Agneta asintió y luego miró a Lennard, pero no supe interpretar esa mirada entre ambos.
—¿De verdad os parece bien?
—Por supuesto que sí. —Agneta hizo una pausa—. Si quieres, puedo acompañarte.
—Gracias, pero no será necesario. Debo hacerlo yo sola. Cuando regrese os lo contaré todo.
La condesa volvió a asentir. Su mirada tenía una expresión temerosa, aunque en realidad era yo quien debería sentir miedo.
ESA NOCHE SUBÍ temprano a mi habitación. Tenía el estómago revuelto a causa de los nervios. Volví a leer la carta, pero no encontré ningún indicio que la relacionara con mi padre.

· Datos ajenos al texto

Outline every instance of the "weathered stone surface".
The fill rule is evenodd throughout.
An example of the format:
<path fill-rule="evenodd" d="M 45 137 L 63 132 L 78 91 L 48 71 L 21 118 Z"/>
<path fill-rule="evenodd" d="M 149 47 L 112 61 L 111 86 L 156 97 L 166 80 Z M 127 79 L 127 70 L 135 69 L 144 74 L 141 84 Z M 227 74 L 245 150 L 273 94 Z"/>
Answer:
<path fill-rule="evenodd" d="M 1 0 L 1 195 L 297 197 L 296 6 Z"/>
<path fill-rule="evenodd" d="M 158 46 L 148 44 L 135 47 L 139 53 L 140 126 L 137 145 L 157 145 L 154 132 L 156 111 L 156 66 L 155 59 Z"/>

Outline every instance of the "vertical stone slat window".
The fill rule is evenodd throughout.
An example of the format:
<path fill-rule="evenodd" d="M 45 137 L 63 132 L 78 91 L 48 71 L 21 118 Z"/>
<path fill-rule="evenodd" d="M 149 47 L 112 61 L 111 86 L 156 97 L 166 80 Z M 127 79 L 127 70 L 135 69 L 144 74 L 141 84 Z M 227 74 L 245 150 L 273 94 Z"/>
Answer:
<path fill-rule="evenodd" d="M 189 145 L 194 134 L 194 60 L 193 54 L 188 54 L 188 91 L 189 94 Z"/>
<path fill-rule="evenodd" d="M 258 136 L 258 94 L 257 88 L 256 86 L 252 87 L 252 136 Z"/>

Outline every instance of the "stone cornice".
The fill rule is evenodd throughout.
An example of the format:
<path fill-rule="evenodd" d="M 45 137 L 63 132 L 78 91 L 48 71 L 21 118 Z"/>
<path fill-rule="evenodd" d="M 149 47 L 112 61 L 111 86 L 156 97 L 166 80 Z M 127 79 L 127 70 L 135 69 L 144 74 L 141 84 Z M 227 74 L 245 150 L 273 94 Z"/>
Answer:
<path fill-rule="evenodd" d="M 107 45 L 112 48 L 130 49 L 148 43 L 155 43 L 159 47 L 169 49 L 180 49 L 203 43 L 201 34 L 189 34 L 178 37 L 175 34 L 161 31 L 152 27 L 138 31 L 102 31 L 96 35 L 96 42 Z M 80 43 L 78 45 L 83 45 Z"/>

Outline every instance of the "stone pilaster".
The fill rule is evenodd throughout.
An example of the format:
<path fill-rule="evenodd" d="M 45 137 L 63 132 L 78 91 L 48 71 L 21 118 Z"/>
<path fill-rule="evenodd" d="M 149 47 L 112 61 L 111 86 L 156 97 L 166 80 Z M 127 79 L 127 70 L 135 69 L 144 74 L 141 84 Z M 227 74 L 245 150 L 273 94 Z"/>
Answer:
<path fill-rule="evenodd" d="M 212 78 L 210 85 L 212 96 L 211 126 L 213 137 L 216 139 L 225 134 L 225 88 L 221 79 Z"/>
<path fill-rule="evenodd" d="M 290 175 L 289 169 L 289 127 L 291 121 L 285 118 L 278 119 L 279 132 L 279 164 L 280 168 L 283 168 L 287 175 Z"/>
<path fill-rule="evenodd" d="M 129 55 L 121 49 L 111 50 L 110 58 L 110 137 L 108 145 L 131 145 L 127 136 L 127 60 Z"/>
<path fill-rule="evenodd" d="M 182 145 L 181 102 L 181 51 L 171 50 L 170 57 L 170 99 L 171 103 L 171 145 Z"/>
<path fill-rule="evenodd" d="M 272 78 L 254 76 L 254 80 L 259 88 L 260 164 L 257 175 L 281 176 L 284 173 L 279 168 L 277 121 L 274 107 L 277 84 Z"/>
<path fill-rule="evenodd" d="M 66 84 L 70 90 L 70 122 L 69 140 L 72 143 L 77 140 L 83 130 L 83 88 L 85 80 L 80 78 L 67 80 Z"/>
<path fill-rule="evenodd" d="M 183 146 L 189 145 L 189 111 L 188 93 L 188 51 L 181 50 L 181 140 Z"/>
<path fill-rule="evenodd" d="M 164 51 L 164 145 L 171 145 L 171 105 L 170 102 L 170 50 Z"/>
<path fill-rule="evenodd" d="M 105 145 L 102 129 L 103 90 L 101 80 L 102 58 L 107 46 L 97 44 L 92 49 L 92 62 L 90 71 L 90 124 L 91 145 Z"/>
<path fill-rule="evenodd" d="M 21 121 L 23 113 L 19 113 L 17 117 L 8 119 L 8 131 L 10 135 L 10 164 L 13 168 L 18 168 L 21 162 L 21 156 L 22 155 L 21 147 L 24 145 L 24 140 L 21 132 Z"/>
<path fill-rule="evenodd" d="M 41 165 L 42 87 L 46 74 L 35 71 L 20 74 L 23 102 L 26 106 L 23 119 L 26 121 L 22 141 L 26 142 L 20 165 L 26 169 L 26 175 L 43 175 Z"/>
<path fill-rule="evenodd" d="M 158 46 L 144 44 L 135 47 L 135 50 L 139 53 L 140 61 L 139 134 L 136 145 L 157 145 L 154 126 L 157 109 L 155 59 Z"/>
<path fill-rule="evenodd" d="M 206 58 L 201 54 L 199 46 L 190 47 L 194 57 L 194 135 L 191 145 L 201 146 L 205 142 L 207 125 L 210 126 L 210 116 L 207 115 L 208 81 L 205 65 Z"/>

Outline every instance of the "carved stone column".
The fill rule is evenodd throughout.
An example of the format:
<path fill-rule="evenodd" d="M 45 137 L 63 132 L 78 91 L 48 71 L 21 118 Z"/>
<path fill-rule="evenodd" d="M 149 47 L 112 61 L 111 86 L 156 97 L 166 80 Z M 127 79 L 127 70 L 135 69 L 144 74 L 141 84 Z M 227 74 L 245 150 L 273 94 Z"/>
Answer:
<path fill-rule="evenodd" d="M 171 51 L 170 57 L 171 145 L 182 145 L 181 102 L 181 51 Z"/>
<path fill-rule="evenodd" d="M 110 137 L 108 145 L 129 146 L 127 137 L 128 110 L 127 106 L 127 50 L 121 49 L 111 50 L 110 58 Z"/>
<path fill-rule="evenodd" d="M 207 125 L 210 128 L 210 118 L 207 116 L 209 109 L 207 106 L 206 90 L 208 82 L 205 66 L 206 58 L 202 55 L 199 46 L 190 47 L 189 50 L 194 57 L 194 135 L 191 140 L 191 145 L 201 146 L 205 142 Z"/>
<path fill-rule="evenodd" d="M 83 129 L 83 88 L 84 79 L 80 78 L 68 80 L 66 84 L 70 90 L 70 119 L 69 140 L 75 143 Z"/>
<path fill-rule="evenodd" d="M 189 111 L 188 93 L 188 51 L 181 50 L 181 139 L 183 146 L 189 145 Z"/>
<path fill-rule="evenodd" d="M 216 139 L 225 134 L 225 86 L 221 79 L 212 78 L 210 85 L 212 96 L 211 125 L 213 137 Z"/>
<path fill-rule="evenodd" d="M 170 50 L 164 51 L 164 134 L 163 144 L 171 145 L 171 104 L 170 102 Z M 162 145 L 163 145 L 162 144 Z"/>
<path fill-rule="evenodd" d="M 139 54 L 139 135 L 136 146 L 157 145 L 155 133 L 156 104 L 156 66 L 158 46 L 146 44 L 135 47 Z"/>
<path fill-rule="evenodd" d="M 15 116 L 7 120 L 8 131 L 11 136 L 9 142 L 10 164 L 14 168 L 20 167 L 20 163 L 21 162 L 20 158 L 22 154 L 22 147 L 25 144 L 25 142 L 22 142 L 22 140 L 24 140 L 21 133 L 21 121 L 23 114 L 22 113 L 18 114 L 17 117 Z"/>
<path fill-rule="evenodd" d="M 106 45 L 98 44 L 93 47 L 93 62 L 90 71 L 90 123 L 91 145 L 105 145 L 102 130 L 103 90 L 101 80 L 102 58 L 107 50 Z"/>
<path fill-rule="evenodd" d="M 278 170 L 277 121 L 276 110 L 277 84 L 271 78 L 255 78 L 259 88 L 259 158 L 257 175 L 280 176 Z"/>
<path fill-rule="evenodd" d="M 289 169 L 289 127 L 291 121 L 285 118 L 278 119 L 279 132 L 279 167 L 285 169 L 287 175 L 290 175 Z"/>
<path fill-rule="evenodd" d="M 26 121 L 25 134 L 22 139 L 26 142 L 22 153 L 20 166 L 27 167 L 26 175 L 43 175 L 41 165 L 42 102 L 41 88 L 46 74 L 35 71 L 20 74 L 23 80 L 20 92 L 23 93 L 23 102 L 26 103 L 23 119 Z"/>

Aun así, estaba segura de que tenía que ser eso. ¿Me habría dejado una carta de despedida? ¿Quería que supiera por qué se había quitado la vida?
Por un lado me daba miedo, pero también deseaba enterarme. Era una laguna en mi vida, algo que nunca se había resuelto del todo. No había podido despedirme de mi padre y nunca supe qué le ocurrió. Solo tenía suposiciones…
Fui al escritorio, abrí el cajón y saqué el regalo de Magnus. No había pensado que fuera a utilizarlo tan pronto.